“And you will demonstrate that you are mistress of the skills we have taught you, and that the Goddess is willing to accept you? You will understand that I cannot describe it – indeed they say that for each candidate the ordeal is different, so even if my oath did not forbid it I could tell you nothing more.”
Eilan suppressed a shiver of anxiety. Living in the House of Maidens she had heard rumors of candidates who had failed and been sent away, or worse still, disappeared. “I understand, and I am willing,” she said quietly.
“So be it, then,” said Caillean, In Her name I now welcome you as a candidate priestess.” She kissed Eilan on the cheek; and Eilan remembered that one of the younger priestesses had done this when first she came to the Forest House. For a moment the two kisses blurred; she blinked, dizzied by the sense that she was repeating a moment she had lived many times before.
“At the full moon before Samaine, then, you shall speak your vows in the presence of the priestesses. Lhiannon and your grandfather will be greatly pleased.”
Eilan stared at her. She was certainly not doing this for their sake! Caillean had asked her to choose, but had her decision in fact
been molded by her family’s expectations and perhaps other forces dimly hovering in the shadows beyond perception.
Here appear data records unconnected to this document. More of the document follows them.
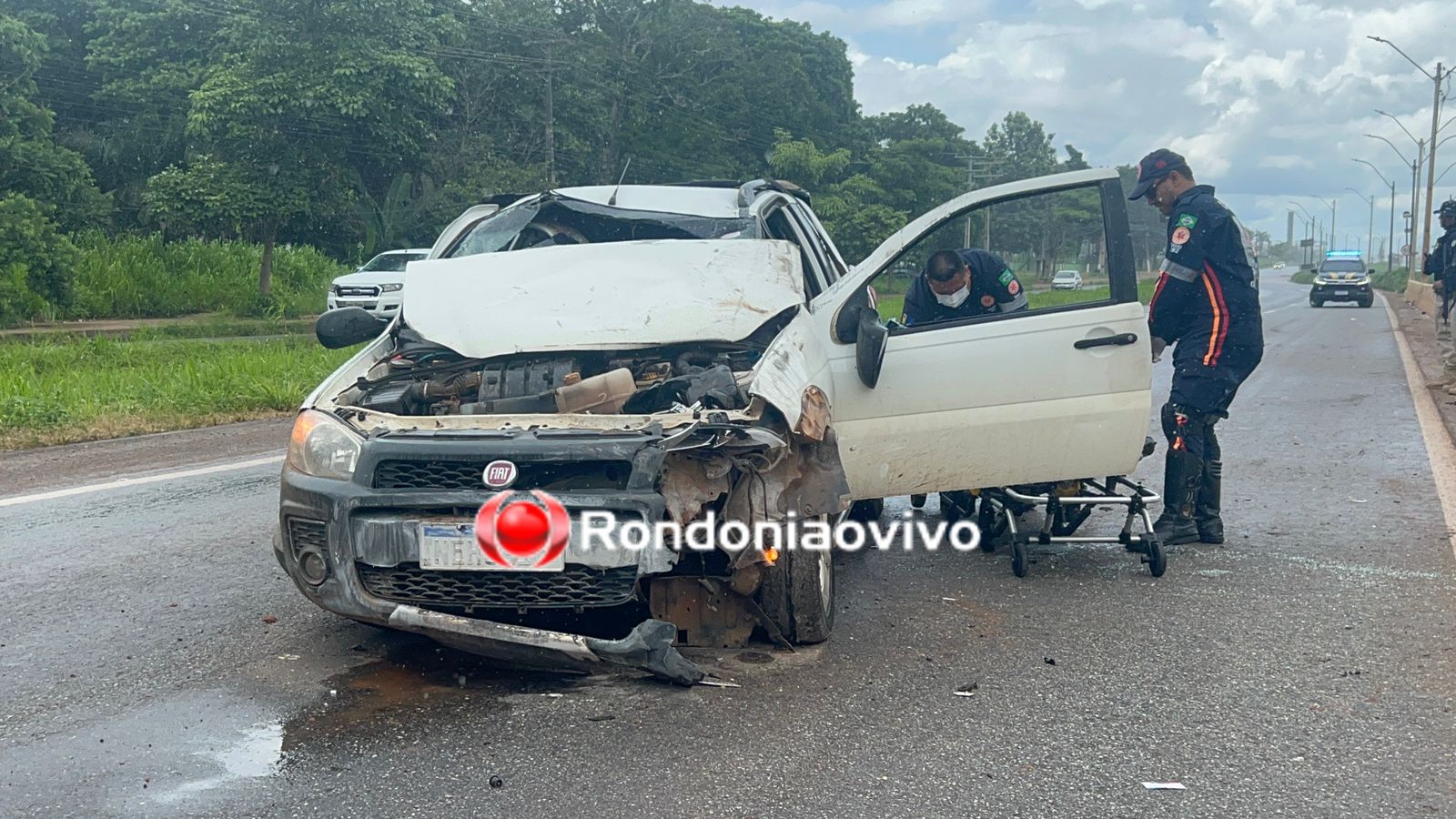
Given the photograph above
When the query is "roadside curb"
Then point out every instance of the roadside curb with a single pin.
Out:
(1433, 410)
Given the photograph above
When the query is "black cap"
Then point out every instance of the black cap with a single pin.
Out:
(1154, 167)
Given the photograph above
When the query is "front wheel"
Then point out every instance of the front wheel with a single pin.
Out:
(798, 595)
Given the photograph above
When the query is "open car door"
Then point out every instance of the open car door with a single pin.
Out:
(1056, 390)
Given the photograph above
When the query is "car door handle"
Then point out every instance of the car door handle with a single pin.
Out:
(1107, 339)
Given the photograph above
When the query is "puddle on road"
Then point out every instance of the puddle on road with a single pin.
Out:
(258, 753)
(414, 678)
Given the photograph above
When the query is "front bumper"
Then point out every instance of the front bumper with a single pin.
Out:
(368, 532)
(1341, 292)
(383, 305)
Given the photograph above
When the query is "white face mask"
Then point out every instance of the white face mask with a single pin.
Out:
(956, 299)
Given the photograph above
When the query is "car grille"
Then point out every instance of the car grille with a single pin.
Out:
(369, 292)
(468, 475)
(574, 586)
(308, 533)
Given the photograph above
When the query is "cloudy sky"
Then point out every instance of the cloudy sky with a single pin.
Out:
(1269, 99)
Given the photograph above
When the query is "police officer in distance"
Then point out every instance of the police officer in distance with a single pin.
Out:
(1206, 305)
(1441, 264)
(958, 285)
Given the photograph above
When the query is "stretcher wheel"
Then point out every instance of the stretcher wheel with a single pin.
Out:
(1018, 557)
(992, 525)
(1157, 559)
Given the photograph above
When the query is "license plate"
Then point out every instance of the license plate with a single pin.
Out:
(450, 547)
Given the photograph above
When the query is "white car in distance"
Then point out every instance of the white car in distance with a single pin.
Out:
(378, 286)
(1067, 280)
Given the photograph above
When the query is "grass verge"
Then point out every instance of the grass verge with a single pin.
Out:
(99, 388)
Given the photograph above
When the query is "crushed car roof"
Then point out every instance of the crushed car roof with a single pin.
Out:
(608, 296)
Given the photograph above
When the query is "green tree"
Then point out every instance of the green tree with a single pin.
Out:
(31, 162)
(306, 89)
“Caillean —” she whispered, reaching out to the priestess. “If I vow myself to the Goddess, it will not be because I am the daughter and granddaughter of Druids, or even because I will never see Gaius again. There has to be something more.”
Caillean looked at her. “When we first met it seemed to me you had a destiny among us,” she said slowly. “I feel it even more strongly now. But I cannot guarantee that you will be happy, child.”
“I do not expect to be —” Eilan caught her breath on a sob. “So long as there is some reason, some purpose, in it all!”
Caillean sighed and held out her arms, and Eilan leaned against her, feeling the tightness in her throat ease as the other woman stroked her hair.
“There is always a reason, my dear, though it may be long before we understand it – that is all the comfort I can offer you. If the Goddess does not know what She is doing, what meaning is there in the world?”
“It is enough,” whispered Eilan, hearing the other woman’s heart beating, steady and slow, beneath her ear. “If I also have your love.”
“You do . . .” Caillean’s voice was almost too low to be heard. “I love you as Lhiannon has loved me . . .”
The full moon looked down from the heavens like a watchful eye, as if Arianrhod had personally decided to observe the ceremonies. As the chanting of the priestesses who had brought her here faded to silence, an inner chill pebbled Eilan’s arms, though the night was warm. Had she been hoping for rain? It would have made no difference; if the Druids had allowed the weather to affect their rituals they would not have had much of a religion. She knew she should be glad that the skies had chosen to bless her initiation, but the moonlight made her uneasy.
At least the brightness should make it easier to follow the path, and all the priestesses had asked was that she walk through the forest back to the temple, which did not seem a great ordeal. Eager for it to be done, Eilan hurried into the shadows beneath the trees, away from the moon’s implacable gaze.
She had been walking for scarcely the time it takes to spin a yard of thread when she realized that she was lost.
Controlling her breathing, Eilan turned. This, she supposed, must be the first test of her training, to see if she could use her inner senses to find her way. She drew on the steady power of the earth beneath her – that, at least, had not changed. The energies of moon and stars sang above, and as she opened herself to become the pillar that linked them, breathing out and in regular rhythm until she knew herself to be at the center of the universe, the fear went away.